To prolong life for cancer survivors, avoiding further exposure to cancer causing factors is critical. Dr Blair says the specific environmental factors involved differ by tumor.

Tobacco smoke is the major cause of lung cancer, he says, "But there is a long list of other chemicals that cause lung cancer - arsenic, asbestos, PAHs (polyaromatic hydrocarbons), and chromium, to name a few."

"For breast cancer, hormone use is one of the major factors affecting risk. Prostate cancer has nothing that reaches the level of evidence of lung or breast cancer, although there are a number of strong leads. Physical inactivity is strongly linked to colorectal cancer, as well as a number of dietary factors - low fibre is probably implicated," said Dr Blair.

Tobacco as a cause of cancer is easy to study, Dr Blair says, because it is a single agent. Diet and environmental pollutants are more difficult, he said.

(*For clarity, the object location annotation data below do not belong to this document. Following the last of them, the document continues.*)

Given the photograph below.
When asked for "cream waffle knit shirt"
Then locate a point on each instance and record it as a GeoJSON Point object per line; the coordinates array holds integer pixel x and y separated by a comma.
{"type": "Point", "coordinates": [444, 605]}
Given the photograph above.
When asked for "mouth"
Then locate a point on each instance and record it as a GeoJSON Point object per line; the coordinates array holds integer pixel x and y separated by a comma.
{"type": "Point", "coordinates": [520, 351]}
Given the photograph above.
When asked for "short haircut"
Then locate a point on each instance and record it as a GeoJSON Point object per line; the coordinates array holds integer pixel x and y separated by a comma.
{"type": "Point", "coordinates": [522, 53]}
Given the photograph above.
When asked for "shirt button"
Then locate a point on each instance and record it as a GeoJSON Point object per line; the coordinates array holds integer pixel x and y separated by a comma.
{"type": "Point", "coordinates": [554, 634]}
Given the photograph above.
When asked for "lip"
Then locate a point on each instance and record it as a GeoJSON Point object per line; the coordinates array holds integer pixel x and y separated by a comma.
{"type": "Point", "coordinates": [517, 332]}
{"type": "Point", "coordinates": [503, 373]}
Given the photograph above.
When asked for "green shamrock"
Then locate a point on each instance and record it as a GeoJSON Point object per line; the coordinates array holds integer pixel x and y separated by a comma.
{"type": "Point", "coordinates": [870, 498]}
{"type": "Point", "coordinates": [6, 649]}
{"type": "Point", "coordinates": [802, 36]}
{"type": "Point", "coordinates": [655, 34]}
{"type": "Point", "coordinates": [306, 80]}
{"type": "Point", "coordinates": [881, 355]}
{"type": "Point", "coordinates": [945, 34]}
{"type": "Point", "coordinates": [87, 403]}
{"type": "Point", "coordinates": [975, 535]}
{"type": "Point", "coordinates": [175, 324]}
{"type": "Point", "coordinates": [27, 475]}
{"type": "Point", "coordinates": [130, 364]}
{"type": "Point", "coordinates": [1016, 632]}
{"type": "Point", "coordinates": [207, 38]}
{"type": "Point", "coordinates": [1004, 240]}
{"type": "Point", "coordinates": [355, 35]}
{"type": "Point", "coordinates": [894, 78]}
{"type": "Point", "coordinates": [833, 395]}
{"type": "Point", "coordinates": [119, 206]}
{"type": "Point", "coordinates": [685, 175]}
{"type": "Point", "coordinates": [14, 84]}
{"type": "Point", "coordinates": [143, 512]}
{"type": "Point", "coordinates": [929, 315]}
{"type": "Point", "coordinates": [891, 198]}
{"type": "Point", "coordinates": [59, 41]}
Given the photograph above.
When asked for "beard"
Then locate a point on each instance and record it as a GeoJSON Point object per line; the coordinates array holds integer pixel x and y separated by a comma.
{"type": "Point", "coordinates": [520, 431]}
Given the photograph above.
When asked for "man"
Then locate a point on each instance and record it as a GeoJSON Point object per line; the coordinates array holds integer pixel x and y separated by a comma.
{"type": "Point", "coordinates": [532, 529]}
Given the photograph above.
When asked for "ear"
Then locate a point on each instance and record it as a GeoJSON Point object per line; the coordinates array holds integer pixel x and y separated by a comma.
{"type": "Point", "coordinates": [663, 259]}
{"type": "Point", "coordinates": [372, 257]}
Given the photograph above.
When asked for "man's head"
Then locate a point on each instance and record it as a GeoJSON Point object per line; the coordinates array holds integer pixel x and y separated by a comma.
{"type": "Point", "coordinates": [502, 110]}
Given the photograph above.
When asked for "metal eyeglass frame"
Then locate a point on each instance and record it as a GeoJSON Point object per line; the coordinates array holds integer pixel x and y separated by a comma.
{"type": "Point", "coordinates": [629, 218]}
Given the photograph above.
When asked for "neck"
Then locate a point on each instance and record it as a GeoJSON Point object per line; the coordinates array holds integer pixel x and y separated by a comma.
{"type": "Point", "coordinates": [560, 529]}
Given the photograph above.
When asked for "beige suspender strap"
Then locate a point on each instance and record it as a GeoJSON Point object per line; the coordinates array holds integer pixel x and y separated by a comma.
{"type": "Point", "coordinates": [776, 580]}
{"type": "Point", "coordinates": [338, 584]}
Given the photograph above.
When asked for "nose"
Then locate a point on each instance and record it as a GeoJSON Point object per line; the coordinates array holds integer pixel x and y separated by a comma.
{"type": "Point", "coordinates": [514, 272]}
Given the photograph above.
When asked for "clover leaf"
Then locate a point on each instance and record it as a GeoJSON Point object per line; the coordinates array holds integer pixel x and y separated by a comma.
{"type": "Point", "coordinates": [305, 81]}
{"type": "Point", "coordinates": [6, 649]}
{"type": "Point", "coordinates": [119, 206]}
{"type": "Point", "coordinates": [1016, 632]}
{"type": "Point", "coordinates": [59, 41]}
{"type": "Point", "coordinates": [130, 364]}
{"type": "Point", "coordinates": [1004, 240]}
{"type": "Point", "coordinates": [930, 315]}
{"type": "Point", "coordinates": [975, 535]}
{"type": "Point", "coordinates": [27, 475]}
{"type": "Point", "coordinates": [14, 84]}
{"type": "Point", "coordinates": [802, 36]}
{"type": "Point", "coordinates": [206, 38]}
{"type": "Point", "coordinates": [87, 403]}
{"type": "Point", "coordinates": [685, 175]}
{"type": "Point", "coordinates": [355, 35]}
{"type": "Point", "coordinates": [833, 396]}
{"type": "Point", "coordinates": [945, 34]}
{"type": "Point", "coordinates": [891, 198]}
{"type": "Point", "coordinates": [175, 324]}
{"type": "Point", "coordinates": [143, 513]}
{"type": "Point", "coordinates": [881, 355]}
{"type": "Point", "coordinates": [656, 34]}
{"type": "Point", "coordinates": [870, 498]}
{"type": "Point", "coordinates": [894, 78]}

"The major limitation is that it is so difficult to characterise a person's diet over time," he said. "Typically it's not the diet today that is important for the cancer diagnosed today. We need to know what people ate in the past, and that is really hard to determine."

Environmental pollutants are linked to the incidence of cancer and its recurrance, although this field is also difficult to study, said Dr Blair. "Researchers are beginning to focus on potentially hazardous substances in the water and air," he said. "This is a difficult research area and is every bit as hard to study as diet."